Did you step through the code to make sure it functions as you intended? Per the datasheet, are you generating the correct bytes to read and write registers?

Have you verified the timing is accurate with an oscilloscope or a logic analyzer?

Have you verified the voltages on the ADC input pins are valid, within specification, and do not droop when the ADC is running?

Have you verified that the PIC is configured correctly (GPIOs are selected as needed, the correct SPI peripheral is selected if there is more than one, etc.)?

Until you check on all of these potential issues, I cannot help you further. There are just too many unknowns at this point, and I need you to help verify them before continuing with support. Please read the LMP90100 datasheet carefully and make sure your system follows the specs and requirements outlined in this document.
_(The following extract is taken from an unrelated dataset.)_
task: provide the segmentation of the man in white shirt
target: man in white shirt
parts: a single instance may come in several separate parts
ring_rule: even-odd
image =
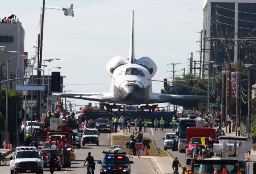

Please let me know what you discover after completing / verifying all of these tasks.

-Bryan

Hi Brayn,

1-Correct codes have been created by referencing the data sheet and sample codes.

2-As the clock signal is triggered, data is exchanged from MISO and MOSI.

3-At the moment, I'm just trying to read and write data to the register values. That's why I haven't looked at the ADC pins yet. The power values ​​coming to the LMP90100 provide the necessary conditions.

4-All the configurations of the PIC are correct and I am sure that the PIC is working. Because the SD card performs the SPI communication, the led blink application and the oled display application. Also, I use a different SPI module of the PIC for the SD card.